Decidemmo che potevamo proporre al mondo i Subsonica in formato strumentale e che sarebbe stata una sfida tosta e appassionante

I Subsonica, da sempre il mio grande peccato. Non gli ho mai dedicato la giusta attenzione nonostante rappresentino per la musica alternativa italiana una pietra miliare. Gli unici due pezzi a me noti di una carriera composta da otto album in studio, tre dal vivo e almeno cinque raccolte sono: “Tutti i miei sbagli” e “Sonde”. La prima perché è stata forse il loro più grande successo radiofonico, la seconda perché è presente un featuring con Willie Peyote, che io adoro!

Del resto strumentali erano state le nostre primissime uscite live, con Samuel intento a effettuare vocalizzi, e a suonare voci registrate su nastro. In più, in quel momento, avvertivamo, ancora nitide, le inebrianti scosse d’assestamento del terremoto provocato dai Radiohead di “Amnesiac”. 

MENTALE STRUMENTALE – L’ASCOLTO

Nonostante la gioia di avere la possibilità di poter colmare un minimo questa mia lacuna musicale mi sono approcciato a Mentale Strumentale con molta diffidenza. È un album strumentale da capo a piedi, senza mezze misure, senza sconti. Il punto è questo. L’ascolto di un album di questo genere è molto diverso, dal mio punto di vista, rispetto a quello di un album qualunque. I pezzi strumentali di solito rappresentano la chicca di un album, l’anormalità. Quando l’eccezione diventa regola allora cambiano i meccanismi di ascolto, di valutazione e, nel mio caso, anche il tempo di ascolto necessario. Per fortuna in quarantena il tempo non manca.

Ci chiudemmo nello studio di Piazza Vittorio, pronti a lavorare insieme giorno e notte.

LA STORIA DIETRO L’USCITA DELL’ALBUM

Prima di parlare dell’album in sé mi ha molto colpito la storia che c’è dietro quest’uscita. Era il 2004 ed il gruppo era in procinto di chiudere la collaborazione con la loro prima etichetta discografica, tuttavia da contratto dovevano realizzare per loro ancora due album. Nasce così l’idea di proporre i Subsonica in versione completamente strumentale, ritornando agli albori dei loro primi live. L’etichetta rifiutò il prodotto e 16 anni dopo è arrivato a noi.
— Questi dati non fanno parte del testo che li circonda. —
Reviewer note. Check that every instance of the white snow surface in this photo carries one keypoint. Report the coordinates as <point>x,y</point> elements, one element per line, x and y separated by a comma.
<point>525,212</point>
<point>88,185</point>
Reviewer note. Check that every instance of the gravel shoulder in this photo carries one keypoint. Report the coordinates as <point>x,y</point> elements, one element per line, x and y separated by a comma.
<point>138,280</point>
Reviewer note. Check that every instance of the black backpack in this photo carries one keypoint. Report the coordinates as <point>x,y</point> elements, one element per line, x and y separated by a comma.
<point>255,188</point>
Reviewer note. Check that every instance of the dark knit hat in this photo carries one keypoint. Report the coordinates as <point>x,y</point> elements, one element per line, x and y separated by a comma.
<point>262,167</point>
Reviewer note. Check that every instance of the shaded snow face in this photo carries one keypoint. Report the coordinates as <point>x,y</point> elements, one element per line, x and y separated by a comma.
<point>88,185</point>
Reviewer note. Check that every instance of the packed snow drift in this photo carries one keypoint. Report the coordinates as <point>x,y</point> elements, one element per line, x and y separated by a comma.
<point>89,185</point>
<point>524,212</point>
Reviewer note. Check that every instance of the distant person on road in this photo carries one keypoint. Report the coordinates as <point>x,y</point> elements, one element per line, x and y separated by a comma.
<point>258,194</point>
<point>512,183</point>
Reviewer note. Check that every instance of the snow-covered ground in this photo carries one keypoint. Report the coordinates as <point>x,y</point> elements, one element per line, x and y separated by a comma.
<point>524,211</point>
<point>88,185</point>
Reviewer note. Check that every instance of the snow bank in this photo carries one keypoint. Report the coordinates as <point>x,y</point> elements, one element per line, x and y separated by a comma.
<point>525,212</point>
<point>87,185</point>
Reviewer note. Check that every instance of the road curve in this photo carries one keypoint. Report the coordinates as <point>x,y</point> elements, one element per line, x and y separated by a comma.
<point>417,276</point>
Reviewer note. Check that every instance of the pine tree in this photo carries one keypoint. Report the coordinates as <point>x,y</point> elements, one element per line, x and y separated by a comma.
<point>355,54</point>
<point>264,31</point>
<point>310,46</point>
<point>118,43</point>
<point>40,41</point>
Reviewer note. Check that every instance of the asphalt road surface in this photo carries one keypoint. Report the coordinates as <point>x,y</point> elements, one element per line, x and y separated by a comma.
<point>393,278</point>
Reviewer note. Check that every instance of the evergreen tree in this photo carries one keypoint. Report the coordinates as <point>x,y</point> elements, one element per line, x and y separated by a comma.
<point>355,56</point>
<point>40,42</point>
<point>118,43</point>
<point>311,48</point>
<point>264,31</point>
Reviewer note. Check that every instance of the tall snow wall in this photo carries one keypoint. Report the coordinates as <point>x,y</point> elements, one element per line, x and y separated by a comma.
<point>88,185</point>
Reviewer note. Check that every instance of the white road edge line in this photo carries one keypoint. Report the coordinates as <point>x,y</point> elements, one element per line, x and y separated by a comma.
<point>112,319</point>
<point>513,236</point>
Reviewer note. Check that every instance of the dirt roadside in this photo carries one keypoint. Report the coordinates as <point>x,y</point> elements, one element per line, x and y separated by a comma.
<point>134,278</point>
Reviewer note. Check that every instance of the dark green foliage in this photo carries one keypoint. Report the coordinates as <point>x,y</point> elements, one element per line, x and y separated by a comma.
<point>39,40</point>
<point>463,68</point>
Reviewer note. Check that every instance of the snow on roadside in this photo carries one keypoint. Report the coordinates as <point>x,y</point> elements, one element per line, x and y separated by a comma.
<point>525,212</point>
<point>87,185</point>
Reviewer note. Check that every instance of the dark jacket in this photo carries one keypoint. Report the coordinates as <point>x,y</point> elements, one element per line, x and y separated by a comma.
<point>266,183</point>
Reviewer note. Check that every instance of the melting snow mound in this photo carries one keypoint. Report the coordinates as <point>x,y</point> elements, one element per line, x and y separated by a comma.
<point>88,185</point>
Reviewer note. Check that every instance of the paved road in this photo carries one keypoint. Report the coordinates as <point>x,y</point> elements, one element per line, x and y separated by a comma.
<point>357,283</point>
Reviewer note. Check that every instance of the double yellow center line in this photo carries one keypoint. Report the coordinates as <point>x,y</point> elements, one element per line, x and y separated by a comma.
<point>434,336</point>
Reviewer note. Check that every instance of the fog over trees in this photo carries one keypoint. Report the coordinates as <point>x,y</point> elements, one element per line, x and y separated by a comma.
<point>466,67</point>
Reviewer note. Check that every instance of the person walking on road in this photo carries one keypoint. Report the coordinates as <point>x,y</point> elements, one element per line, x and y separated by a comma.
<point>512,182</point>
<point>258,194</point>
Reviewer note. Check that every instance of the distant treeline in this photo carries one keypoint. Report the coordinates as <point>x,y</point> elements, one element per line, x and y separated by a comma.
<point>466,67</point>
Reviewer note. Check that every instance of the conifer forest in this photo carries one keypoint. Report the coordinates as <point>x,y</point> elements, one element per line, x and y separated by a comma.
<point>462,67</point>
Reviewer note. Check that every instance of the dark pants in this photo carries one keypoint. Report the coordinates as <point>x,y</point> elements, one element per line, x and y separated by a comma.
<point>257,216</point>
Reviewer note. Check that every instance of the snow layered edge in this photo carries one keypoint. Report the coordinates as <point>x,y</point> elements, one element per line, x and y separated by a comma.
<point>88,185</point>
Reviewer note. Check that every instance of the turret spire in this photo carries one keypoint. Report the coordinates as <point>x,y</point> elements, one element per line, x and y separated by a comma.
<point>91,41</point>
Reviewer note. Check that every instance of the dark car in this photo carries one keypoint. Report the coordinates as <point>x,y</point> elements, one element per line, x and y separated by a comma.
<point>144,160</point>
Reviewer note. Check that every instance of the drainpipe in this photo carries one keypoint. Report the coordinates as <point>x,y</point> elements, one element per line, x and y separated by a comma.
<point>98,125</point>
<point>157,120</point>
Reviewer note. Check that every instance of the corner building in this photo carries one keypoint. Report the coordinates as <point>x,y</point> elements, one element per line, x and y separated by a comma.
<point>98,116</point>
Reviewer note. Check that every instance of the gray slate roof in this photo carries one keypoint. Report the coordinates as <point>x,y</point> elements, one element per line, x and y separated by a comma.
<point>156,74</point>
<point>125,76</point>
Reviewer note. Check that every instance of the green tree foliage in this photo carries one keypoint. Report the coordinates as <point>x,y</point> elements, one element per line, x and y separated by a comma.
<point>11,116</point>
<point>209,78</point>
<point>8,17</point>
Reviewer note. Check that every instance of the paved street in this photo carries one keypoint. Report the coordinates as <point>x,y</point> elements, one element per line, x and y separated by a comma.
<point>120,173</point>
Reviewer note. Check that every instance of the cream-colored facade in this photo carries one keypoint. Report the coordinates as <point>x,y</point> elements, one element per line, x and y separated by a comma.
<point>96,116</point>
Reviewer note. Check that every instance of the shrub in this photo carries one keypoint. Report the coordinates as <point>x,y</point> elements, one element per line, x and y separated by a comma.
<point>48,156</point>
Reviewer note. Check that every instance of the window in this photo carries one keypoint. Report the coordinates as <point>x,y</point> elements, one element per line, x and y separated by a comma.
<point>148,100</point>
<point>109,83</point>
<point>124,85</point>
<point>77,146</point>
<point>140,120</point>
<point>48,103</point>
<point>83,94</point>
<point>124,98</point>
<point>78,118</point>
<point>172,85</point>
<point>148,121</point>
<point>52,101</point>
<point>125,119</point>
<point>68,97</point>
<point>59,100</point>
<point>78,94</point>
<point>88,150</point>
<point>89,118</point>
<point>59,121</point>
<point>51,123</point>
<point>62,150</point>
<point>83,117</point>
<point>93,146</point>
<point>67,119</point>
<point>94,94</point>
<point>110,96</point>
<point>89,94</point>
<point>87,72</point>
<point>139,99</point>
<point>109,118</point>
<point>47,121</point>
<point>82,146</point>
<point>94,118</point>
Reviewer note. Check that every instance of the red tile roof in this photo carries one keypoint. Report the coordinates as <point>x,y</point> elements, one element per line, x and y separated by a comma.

Fu un momento chiave della nostra storia. Grazie a quella esperienza di ricerca, di musica d’insieme, di definizione di personalità collettiva, avevamo probabilmente individuato la chiave che ci avrebbe permesso di affrontare i decenni successivi.

RECENSIONE

Per riuscire ad ascoltare l’album mi ci sono voluti tre giorni. Prendevo le mie Marshall, le calavo delicatamente sulle orecchie, mi stendevo sul letto e mi avviavo la traccia. Io ascolto gli album rigorosamente iniziando dalla prima e finendo con l’ultima traccia. Generalmente questo mi permette di identificare un percorso, di cercare di entrare nella testa degli artisti, provare a comprendere cosa vogliono comunicarmi con quell’ordine. In Mentale Strumentale mi sono perso ad ogni ascolto. Non vi farò un’analisi brano per brano dell’album, anche perché prevederebbe competenze musicali che probabilmente mi mancano, ma vi dico che se siete amanti del suono e della musica elettronica lasciatevi trascinare.

L’album è ottimo per viaggiare nella fantasia, rilassarsi e già solo i titoli richiamano a questa tematica: “Decollo”, “A nord di ogni lontananza”, “Delitto sulla luna” per concludere con “Ritorno in atmosfera” sono solo alcuni di essi.

Oggi più di ogni altra volta non vi dirò di più. Mettete le cuffie delicatamente sulle vostre orecchie e andate dove il viaggio vi porta.

Per anni abbiamo pensato che prima o poi sarebbe arrivato il momento adatto per fare uscire quei brani, senza schiacciarli tra un album di canzoni, l’annuncio di un tour e un progetto solista.

E la “sospensione temporale” che stiamo vivendo in queste settimane, strane e complicate, ci sembra dimensione particolarmente adatta.